For (1) surveillance, studies (3146) point to promising technologies or computational methods (Sections 3.1 and 3.2) that act as instruments to subsidize and provide technical support to actions mainly related to the epidemiological surveillance of syphilis and other STIs. Not diverging from the purpose of the different subareas, subarea (2) stood out, where studies focus on seeking innovative and scalable solutions for diagnosing syphilis and other STIs (4755). Regarding (3) evaluation of health policies, Pinto et al. (56) present a computational solution to investigate and statistically measure the effectiveness of strategies and public policy actions which, from the perspective of public health management, is a vital resource to assist and guide decision-making.

4. Discussion

Although completely curable, syphilis is a sexually transmitted infection caused by T. Pallidum, which is responsible for a silent epidemic wave worldwide (3, 79, 58, 59). Even though it is relatively easy to diagnose syphilis through routine laboratory methods, the tests available around the world still present problems, mainly because the most qualified tests are difficult to access, especially in poorer countries. Therefore, the application of computational methods can contribute to the development of new, more accessible (point of care), cheaper, and more accurate tests for the diagnosis of syphilis (60).
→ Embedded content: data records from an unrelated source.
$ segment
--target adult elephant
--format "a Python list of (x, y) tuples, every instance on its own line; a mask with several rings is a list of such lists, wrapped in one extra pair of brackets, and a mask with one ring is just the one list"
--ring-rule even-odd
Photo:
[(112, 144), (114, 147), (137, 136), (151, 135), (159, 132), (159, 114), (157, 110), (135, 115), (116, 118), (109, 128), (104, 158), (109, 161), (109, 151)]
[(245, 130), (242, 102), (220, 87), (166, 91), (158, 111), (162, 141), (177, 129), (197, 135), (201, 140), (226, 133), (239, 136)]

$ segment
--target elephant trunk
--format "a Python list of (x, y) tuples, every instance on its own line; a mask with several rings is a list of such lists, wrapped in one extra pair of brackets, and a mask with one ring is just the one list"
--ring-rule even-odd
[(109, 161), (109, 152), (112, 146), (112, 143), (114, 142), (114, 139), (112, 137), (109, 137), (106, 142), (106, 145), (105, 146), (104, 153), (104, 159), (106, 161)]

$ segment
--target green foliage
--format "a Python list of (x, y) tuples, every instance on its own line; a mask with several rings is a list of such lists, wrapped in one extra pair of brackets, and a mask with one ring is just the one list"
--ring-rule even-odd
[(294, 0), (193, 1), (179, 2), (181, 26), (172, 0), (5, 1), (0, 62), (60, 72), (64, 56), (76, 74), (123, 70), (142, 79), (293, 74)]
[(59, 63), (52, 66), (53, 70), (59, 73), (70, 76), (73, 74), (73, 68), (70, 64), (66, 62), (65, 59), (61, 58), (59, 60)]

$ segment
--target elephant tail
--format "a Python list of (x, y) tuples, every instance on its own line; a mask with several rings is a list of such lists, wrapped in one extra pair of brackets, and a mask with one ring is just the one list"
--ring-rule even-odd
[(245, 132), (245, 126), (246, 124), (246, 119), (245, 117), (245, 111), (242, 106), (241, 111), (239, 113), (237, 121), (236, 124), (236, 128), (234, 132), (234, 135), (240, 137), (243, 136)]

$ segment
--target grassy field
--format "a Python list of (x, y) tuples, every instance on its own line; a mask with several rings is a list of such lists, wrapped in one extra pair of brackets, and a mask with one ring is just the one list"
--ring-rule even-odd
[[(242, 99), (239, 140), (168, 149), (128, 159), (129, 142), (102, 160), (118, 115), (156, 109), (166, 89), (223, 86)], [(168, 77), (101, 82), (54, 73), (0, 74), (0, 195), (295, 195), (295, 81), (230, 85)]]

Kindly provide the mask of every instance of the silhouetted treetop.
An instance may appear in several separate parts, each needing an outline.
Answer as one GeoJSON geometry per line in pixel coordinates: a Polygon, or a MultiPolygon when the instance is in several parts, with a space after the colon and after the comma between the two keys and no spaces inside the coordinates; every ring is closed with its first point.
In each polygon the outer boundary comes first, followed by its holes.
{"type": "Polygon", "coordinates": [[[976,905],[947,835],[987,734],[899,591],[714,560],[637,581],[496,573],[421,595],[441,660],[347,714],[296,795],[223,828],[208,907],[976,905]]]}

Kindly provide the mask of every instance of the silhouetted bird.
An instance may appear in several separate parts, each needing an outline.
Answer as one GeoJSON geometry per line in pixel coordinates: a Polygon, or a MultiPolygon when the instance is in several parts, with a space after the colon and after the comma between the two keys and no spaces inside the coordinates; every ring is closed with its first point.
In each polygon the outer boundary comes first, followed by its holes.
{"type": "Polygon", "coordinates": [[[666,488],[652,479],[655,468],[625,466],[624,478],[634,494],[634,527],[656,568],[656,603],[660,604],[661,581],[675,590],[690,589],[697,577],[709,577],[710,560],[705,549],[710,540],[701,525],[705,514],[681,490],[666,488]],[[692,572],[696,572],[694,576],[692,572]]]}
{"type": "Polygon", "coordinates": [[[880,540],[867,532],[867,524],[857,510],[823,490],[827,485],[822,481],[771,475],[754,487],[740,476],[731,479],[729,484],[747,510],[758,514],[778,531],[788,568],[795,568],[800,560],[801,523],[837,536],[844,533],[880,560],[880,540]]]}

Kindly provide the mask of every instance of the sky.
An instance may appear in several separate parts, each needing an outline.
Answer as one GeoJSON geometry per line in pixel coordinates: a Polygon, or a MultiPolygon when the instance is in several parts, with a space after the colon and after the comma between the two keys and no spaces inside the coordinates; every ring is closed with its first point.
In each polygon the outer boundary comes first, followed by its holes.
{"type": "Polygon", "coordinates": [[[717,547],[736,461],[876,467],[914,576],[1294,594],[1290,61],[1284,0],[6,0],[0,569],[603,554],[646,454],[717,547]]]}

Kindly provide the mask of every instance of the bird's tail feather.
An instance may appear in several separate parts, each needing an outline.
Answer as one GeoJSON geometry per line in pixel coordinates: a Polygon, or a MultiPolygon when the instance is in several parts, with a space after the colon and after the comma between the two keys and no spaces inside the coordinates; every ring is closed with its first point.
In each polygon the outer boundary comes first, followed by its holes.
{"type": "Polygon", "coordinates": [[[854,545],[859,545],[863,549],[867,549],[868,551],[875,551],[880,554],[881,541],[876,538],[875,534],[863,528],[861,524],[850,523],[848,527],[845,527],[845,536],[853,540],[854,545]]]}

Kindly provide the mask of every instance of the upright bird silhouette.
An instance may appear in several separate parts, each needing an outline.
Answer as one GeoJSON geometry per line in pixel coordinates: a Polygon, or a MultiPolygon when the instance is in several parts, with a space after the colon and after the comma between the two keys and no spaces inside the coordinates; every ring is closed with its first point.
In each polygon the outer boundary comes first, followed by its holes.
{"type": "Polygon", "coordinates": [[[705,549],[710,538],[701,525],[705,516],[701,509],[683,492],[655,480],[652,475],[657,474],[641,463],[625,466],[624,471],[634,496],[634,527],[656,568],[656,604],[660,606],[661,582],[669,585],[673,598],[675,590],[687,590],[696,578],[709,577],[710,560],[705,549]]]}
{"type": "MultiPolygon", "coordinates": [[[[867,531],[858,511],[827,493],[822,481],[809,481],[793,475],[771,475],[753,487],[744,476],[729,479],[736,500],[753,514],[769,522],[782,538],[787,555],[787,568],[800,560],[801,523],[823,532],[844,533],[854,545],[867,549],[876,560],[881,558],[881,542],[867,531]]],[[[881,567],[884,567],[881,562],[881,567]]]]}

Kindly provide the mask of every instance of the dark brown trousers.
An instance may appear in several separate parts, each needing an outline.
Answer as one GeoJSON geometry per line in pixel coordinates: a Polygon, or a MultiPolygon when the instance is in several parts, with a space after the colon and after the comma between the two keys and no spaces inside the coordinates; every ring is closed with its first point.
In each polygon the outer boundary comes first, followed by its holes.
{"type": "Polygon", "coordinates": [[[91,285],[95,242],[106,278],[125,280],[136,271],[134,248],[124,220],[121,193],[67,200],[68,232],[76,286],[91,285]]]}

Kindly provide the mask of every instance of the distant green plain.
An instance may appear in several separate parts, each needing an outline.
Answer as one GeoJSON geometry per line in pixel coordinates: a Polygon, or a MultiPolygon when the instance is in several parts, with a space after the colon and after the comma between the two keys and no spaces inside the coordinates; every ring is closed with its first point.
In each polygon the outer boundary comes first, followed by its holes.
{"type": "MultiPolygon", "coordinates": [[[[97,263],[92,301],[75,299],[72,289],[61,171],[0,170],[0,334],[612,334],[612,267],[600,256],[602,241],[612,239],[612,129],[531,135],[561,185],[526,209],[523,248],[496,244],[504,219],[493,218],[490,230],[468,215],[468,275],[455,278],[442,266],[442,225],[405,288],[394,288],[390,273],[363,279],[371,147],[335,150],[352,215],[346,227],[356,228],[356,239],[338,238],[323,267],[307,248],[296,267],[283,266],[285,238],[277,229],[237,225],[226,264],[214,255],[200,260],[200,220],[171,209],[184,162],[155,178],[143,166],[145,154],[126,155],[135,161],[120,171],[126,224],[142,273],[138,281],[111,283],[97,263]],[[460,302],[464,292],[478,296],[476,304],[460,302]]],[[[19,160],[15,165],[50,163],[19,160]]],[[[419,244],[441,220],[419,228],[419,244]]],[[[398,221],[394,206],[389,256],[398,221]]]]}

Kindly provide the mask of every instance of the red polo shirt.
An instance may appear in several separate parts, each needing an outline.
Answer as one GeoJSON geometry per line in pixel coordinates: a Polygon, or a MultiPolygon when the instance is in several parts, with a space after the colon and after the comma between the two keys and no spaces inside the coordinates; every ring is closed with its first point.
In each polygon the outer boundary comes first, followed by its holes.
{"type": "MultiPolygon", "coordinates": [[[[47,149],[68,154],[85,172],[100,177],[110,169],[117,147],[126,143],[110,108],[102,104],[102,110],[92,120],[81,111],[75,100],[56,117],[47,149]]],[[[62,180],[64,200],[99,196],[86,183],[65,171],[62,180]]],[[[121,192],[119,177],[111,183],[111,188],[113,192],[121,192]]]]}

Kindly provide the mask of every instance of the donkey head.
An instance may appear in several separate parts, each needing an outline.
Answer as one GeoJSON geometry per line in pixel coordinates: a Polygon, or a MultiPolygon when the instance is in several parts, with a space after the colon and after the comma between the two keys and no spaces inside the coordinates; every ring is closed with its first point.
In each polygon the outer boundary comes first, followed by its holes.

Previous studies analyzed the sensitivity and specificity of Syphilis Health Check, a rapid qualitative test to detect human antibodies to T. Pallidum (61), or explored the prevalence of syphilis in men who have sex with men (MSM), identifying critical geographic mapping, trends, and data gaps in Latin America and the Caribbean (62). However, in the current paper, we present a systematic review that investigates the application of computational methods as technological tools to support and induce strategies in the context of syphilis. The analysis revealed a diverse set of studies that used computational methods for epidemiological surveillance of syphilis, diagnosis of syphilis, and assessing the impact of public policies.

In this sense, our review shows the utility of computational tools in furthering the general understanding of syphilis which is worsening a global problem, to guide policy and practice to target better public health interventions such as surveillance and prevention, health care service delivery, and the optimal use of diagnostic tools. For instance, Joshi et al. (41) utilized an ARIMA model to investigate the impact of the COVID-19 pandemic on the diagnosis and reporting of STIs, aiming to inform sexual health program planning. The study analyzed New York State STI surveillance data from January 2015 to December 2019 and found that stay-at-home orders contributed to a decline in sexual activity with casual partners, and adversely affected sexual health services, including a reduction in access to diagnostic testing for STIs.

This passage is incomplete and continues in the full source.